Es gibt Abendessen. Eine Suppe mit Hirse, verschiedene Käsesorten und Kräutertee. Ups, der letzte Burger bei der Fetten Kuh kurz vor Antritt meiner Reise schießt mir durch den Kopf. Hätte ich vielleicht drauf verzichten sollen, denn ich wollte ja weniger Fleisch essen.
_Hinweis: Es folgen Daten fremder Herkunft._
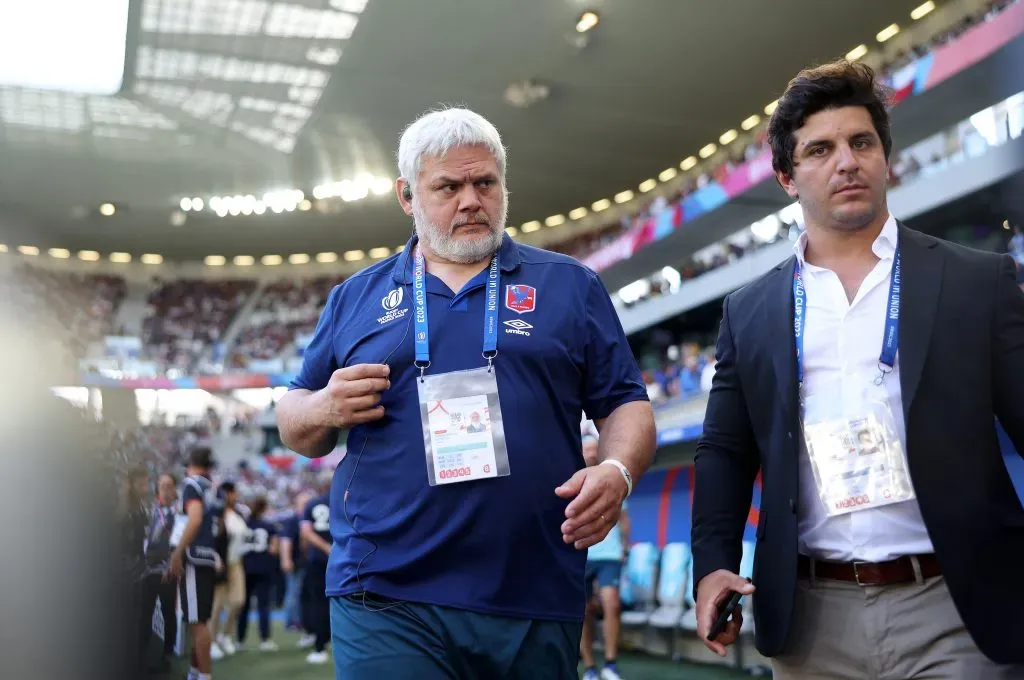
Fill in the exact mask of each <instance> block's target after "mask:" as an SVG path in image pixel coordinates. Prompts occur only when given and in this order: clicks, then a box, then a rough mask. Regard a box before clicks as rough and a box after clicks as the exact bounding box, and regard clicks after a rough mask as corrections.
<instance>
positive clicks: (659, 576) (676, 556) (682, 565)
mask: <svg viewBox="0 0 1024 680" xmlns="http://www.w3.org/2000/svg"><path fill="white" fill-rule="evenodd" d="M690 561H691V560H690V547H689V546H688V545H686V544H685V543H670V544H669V545H667V546H666V547H665V549H664V550H663V551H662V568H660V573H659V577H658V580H657V603H658V607H657V608H656V609H655V610H654V611H653V612H652V613H651V614H650V620H649V621H648V624H650V625H651V626H653V627H654V628H676V627H677V626H678V625H679V620H680V619H682V617H683V605H684V602H685V600H686V582H687V581H688V567H689V563H690Z"/></svg>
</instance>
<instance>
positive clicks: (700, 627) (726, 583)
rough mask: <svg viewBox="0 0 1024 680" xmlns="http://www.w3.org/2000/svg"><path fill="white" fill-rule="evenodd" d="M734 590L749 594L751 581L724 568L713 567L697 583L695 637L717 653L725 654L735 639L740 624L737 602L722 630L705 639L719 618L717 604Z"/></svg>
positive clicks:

Noch dürfen alle reden. Das Schweigen beginnt erst nach dem Abendessen. Roland aus Dortmund setzt sich neben mich und redet wie ein Wasserfall. Ich schaue mich um. Ich bin von Menschen umgeben, denen ich wahrscheinlich im normalen Leben nie begegnet wäre. Ich glaube im Volksmund nennt man sie Ökos. Oder auch Wollsocken. Es geht in den Meditationsraum, der schon fast voll ist. Ich entdecke noch einen wunderbaren Platz in der Mitte mit einer kuscheligen Decke und wundere mich, dass dieser noch frei ist. Gerade als ich meinen Hintern unelegant auf das Sitzkissen hab plumpsen lassen kommt eine Frau. Äh, das ist mein Platz. Oh! Ich bin jetzt schon unangenehm aufgefallen. Ich stehe auf und begebe mich auf einen unsexigeren Platz ganz hinten. Ohne Kuscheldecke. Ach so, die haben sich die Decken selber mitgebraucht, wusste ich nicht.

[PHOTO,5]

Sitzen und meditieren heißt es jetzt. Ich schließe die Augen und freue mich auf Ruhe. Doch meine Gedanken poltern lautstark durch meinen Kopf. Kein Wunder, denn gestern noch war ich auf einer Techno-Party bis in die Puppen. Der Beat hämmert noch immer durch meine Schädeldecke. Ich habe Angst, die anderen könnten ihn hören. Ich schließe die Augen und versuche mich zu konzentrieren. Schön, diese Ruhe. Dieser Weg, zu sich selber zu finden. Tief ein- und ausatmen. Ja genau. Aber leider gehen meine Gedanken schon bald auf Streifzug: Habe ich eigentlich mein Abschminkzeug dabei? Was mache ich als erstes, wenn ich wieder zu Hause bin? Wie geht es in meiner türkischen Lieblingsserie weiter? Haben die hier WLAN? Ich kaufe mir einen blauen Papagei, wenn ich wieder zu Hause bin und bring ihm Schimpfwörter bei. Habe ich .... STTTTTOOOOOOOPP!!! Ich bin doch hier, um zu meditieren! Ruhe im Kopf! Also. Noch mal. Tief ein- und ausatmen. Alle anderen tun es auch. Es geht gut. Genau 40 Sekunden. Dann fängt der Terror wieder an: Also eigentlich wollte ich ja schon ewig meinen Stromanbieter wechseln. Und als ich meine Wohnung verließ, gingen die Heizungen nicht, es wird kalt sein, wenn ich wieder zu Hause bin. Was mache ich eigentlich mit 60? Soll ich mir einen Kräutergarten anlegen? Oh, in meinem Kühlschrank war ja noch Humus, der wird bestimmt schlecht! STTTOOOOPPP!

Die Stunde ist rum. Ich habe kläglich versagt und gehe niederen Hauptes zurück in mein Mehrbettzimmer. Morgen. Morgen klappt es bestimmt besser.